Other international agencies, including the U.N.'s international development and environment programs, and even the World Bank, a frequent nemesis of Indigenous peoples, have found the need to address Native concerns.

Belatedly but significantly, the World Bank has been busy establishing new and more positive guidelines on the impacts of its mega-projects on Native populations. The provisions in question are most often not binding and don't yet address the most troublesome aspects of development, such as forced resettlement or actual and effective participation in decision-making by the affected communities, but they have opened a way to focus on these issues, and that is important.

While it is true that the progress promised by the Native peoples' entrance into the international arena is seldom obvious, nevertheless, in many cases lives have been safeguarded and Indigenous rights have been considered because of it.

Beyond the long and often tedious debates on what constitutes proper language and instructions for international dialogue, the process has opened up very significant networking opportunities. Remote and often isolated Native communities have achieved partnerships with other Indigenous peoples, with human rights groups and with funding sources that greatly enhanced their ability to survive and sometimes overcome serious repression.

A good case can be made, for example, that the Zapatista movement in Chiapas would have been crushed militarily had it not been for its ability to speak to the world through the wide network of Indigenous contacts created by the international process.
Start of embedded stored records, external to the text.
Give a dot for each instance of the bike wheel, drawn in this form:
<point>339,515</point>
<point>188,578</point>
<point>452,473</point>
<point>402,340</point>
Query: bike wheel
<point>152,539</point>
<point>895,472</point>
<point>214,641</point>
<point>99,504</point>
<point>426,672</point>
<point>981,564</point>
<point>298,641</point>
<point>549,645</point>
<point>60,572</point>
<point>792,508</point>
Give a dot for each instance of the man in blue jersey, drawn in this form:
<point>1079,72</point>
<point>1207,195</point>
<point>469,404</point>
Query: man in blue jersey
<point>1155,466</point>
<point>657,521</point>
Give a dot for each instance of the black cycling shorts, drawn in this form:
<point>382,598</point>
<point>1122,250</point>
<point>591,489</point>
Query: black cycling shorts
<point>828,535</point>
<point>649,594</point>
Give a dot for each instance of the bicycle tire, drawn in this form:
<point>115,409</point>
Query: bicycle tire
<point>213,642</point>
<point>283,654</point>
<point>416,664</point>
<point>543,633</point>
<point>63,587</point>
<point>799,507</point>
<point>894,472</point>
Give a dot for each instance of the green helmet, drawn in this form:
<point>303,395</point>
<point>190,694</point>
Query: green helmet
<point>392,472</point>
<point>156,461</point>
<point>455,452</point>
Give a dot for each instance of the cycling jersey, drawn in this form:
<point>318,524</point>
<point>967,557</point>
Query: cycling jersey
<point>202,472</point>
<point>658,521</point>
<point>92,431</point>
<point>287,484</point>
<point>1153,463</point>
And, certainly, the Guatemalan peace accords of 1996 that focused Indigenous rights were greatly supported and informed by the language and activity of its activists. Nobel laureate Rigoberta Menchu Tum has been a strong presence in many such forums. Likewise, issues of sterilization abuse against Native women have been assailed and pushed back because of the opportunity to present them to the world.

We congratulate the council resolution on the permanent forum and express our respect to the many international Native activists, scholars, lawyers and community leaders who have persisted in the effort to open space for Indigenous peoples in the global arena. A great deal of work remains to be done, particularly in the area of international trade and economic cooperation, but this is coming.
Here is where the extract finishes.